The median percent improvement in both back pain and function realized after vertebral augmentation was 64% or greater at all follow-up intervals. Thus the typical symptomatic improvement perceived by patients after this procedure was far in excess of the established minimal clinically important difference of 30% for both of these outcomes as published by Ostelo et al.[11]

This feasibility trial had several limitations, including the absence of an early postoperative patient follow-up interval to assess whether immediate symptomatic pain relief was achieved, as well as the lack of a concurrent control group, such as vertebroplasty or kyphoplasty, to evaluate comparative safety and effectiveness. In addition, standardized radiographic image acquisition techniques were not used, which precluded the use of automated vertebral morphometry measurements to determine the degree of height restoration.

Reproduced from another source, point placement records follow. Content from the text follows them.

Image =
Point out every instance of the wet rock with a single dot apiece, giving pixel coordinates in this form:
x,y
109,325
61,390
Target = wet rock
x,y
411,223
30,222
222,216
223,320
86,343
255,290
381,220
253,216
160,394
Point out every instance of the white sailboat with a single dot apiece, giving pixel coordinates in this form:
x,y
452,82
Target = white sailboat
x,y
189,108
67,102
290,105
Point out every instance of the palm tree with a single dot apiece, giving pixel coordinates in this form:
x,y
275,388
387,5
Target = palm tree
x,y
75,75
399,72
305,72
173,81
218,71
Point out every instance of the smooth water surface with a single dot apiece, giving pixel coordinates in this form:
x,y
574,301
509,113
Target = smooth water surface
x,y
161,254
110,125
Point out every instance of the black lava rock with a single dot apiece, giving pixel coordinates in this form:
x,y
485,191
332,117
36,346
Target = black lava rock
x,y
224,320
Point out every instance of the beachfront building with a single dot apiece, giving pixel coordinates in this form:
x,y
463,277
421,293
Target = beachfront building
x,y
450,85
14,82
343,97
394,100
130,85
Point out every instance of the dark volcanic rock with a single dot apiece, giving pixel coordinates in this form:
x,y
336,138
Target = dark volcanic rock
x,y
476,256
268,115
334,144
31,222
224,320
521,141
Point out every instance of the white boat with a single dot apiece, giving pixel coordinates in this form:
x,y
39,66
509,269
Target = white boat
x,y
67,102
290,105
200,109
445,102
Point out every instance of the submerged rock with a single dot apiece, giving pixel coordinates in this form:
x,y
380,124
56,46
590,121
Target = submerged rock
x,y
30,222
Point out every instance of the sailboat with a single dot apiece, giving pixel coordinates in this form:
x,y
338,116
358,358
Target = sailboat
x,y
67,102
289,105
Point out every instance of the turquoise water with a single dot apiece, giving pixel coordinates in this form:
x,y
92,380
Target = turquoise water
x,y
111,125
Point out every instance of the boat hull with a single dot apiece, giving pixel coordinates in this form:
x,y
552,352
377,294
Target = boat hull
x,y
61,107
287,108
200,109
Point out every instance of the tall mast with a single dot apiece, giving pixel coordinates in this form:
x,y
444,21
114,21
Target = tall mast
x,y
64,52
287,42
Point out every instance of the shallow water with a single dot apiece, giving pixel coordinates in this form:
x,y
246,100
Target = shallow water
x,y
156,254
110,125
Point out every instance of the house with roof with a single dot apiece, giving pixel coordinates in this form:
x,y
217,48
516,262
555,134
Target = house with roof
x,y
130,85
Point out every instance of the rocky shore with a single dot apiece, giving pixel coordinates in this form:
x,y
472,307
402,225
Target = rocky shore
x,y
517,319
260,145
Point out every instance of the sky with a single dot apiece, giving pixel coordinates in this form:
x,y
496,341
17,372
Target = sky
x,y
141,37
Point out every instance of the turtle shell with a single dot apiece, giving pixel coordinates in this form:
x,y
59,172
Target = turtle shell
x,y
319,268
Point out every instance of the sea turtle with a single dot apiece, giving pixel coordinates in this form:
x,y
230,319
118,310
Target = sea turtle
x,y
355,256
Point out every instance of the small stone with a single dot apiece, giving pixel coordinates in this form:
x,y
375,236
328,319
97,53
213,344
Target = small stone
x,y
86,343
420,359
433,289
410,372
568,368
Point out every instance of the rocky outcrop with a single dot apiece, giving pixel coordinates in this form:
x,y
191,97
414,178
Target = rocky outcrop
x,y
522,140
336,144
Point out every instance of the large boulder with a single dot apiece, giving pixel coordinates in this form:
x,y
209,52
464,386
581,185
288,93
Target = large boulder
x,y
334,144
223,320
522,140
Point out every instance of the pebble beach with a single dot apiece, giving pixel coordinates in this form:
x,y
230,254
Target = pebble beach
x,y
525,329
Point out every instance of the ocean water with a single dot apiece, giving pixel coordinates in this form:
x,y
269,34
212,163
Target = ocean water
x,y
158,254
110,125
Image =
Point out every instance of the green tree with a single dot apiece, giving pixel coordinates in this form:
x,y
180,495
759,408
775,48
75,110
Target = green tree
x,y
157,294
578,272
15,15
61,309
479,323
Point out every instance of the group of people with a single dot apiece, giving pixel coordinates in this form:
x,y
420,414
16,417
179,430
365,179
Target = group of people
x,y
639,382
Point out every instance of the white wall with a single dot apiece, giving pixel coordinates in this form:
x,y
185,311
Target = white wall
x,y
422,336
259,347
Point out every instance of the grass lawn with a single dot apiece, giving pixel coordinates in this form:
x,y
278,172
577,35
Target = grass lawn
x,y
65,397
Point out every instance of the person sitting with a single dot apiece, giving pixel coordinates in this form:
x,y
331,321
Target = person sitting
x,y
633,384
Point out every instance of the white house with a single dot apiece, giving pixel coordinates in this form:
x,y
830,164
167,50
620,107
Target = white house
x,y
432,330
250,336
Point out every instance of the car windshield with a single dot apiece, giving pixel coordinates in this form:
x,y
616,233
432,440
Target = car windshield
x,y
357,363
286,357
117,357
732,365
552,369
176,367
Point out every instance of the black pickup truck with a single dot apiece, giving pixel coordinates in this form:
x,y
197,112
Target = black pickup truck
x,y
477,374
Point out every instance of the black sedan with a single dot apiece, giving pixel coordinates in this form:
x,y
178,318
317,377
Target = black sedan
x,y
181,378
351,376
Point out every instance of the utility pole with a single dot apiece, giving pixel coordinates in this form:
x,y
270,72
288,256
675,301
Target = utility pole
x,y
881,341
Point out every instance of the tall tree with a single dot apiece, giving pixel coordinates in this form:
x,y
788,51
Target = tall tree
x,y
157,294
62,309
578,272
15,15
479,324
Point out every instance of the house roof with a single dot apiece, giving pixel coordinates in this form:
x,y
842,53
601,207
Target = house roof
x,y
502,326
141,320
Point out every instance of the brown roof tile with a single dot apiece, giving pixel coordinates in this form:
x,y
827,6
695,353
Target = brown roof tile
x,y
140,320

These pilot findings show marked clinical improvement for pain and functional outcomes after this novel vertebral augmentation procedure in patients with painful VCFs. Clinically relevant gains were realized early postoperatively and maintained through 12 months of follow-up. The device could be deployed and implanted without clinically significant cement extravasation (Fig. 6).

Fig. 6

(A) Intraoperative lateral fluoroscopic image showing moderate vertebral wedging with percutaneous initial catheter introduction. (B) Immediate postoperative image in the same patient showing complete implant deployment with cement containment.